Les troubles de la concentration, avec ou sans hyperactivité, touchent 3.5% des 18-44 ans avec une prépondérance dans les pays dits développés.

 

Les manifestations sont instabilité émotionnelle, difficulté de concentration en classe, insomnies, impulsivité, incapacité à s’adapter et s’intégrer, distraction permanente, morosité, susceptibilité exagérée, difficultés de langage et troubles du sommeil majeurs.

 

Une fois objectivés et diagnostiqués, le traitement allopathique des troubles de l’hyperactivité consiste à prescrire généralement des substances de type amphétamines comme la Ritaline. Il y a cependant des effets secondaires et notamment une accélération du rythme cardiaque, une élévation de la tension artérielle et une réduction du temps de sommeil.

 

Les causes possibles sont diverses.  Ces troubles peuvent être la manifestation d’une prédisposition génétique, de carences nutritionnelles, de troubles affectifs, d’une exposition importante et répétée à des polluants environnementaux (mercure, plomb, cadmium, titane, aluminium, BPC), à une consommation excessive de phosphates et/ou d’additifs alimentaires qui exacerbent l’hyperactivité.

 

Quoi faire pour en atténuer les conséquences ?

 

Omega 3 – 6 et 9

Augmenter les apports en acides gras essentiels que l’ont retrouve dans les huiles de première pression à froid. Idéalement faire une cure de capsules d’omega 3 issus d’huiles de poissons car ils contiennent du DHA qui manque le plus.

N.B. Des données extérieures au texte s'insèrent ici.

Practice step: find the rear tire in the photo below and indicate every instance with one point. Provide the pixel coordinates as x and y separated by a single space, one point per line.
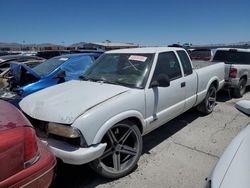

Il est aussi important de veiller à réduire la consommation de graisses saturées qui se trouvent dans les plats cuisinés industriels, la charcuterie, les viandes grasses notamment.

 

Fer

Veiller à des apports suffisants en fer assimilable qu’on peut trouver notamment dans le poisson à chaire foncée comme le maquereau, dans la viande ou encore dans la spiruline. Faire également un bilan sanguin et vérifier le dosage de la ferritine.

 

Magnésium et lithium pour soutenir le système nerveux et réguler l’humeur et l’anxiété. Sous forme de comprimés, en gélules ou en ampoules.

 

Du thé vert pour procurer une sensation de détente physique et mentale mais aussi une diminution du sentiment de fatigue et une amélioration des facultés d’attention, de concentration. La L-théanine du thé vert améliore la qualité du sommeil.

 

Limiter voire supprimer

La consommation de sucres rapides comme les bonbons, biscuits, barres chocolatées par exemple. Idem concernant la consommation d’aspartate et de  glutamate que l’on trouve dans les plats allégés, asiatiques et la charcuterie industrielle. Eliminer les allergènes alimentaires tels que : blé, lait, noix, soja et les additifs alimentaires.

 

L’approche psychologique est vivement conseillée notamment à travers les constellations familiales. L’utilisation des Fleurs de Bach peut aussi être bénéfique dans l’accompagnement des émotions.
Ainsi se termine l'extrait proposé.